The couple reportedly suspected Vietnamese-American national Sherine Chong of cheating them due to a lack of progress in the project and decided to fix their differences in Thailand.

“The case likely stems from a debt problem. There are no other possibilities. The culprit is among the six because they were the only people who entered the room. There were no others,” police major-general Theeradej Thumsuthee told reporters.

Police said they suspect Chong may have poisoned the others with a drink brought in a flask that did not belong to the hotel.

A seventh person whose name was part of the hotel booking was identified by police as a sibling of one of the six victims, authorities said. Police say they have established that the seventh person had no involvement in the deaths.

Thai authorities have ruled out the possibility of a mass suicide as some of the victims had arranged future details of their trip, such as guides and drivers. The bodies were not grouped in the same place – some were in the bedroom, some in the living room – suggesting that they did not knowingly consume poison and wait for their death together, said Trairong Piwpan, the chief of police.

He said two of those who died appeared to have been trying to reach for the door but appear to have collapsed before they could do so.

The prime minister said the incident was not “an act of terrorism or a breach in security”, adding that “everything is fine”.

The Grand Hyatt Erawan has more 350 rooms and is located in a popular tourist district known for luxury shopping and restaurants.

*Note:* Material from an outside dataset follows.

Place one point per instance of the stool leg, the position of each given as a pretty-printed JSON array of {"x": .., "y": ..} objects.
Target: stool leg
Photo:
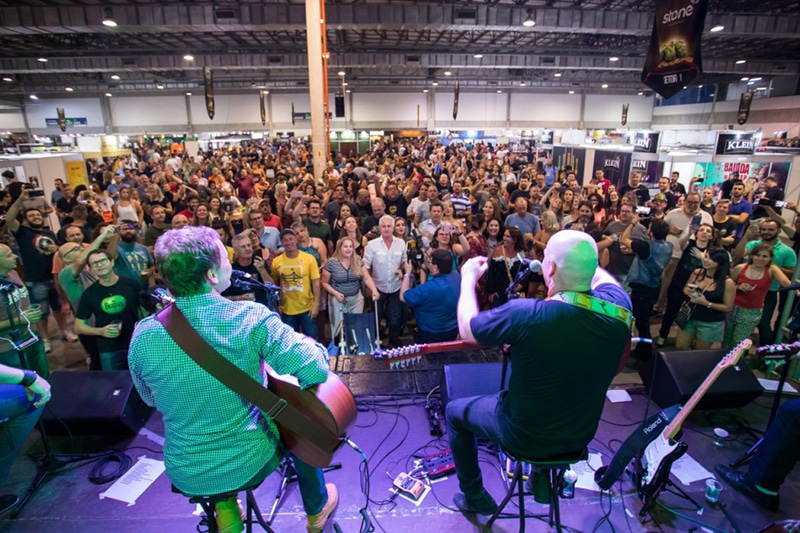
[{"x": 516, "y": 479}]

More than 28 million foreign tourists visited Thailand last year, spending £25.94bn in the country, where other key sectors of the economy have slowed down since the Covid-19 pandemic.

The Thai government expects 35 million foreign arrivals this year, on the back of longer visa stay periods and visa waivers being extended to more nationalities.

The tourism sector was shaken last October by a shooting at a luxury shopping mall, close to the Hyatt, in which two foreigners were killed, prompting government measures to improve confidence.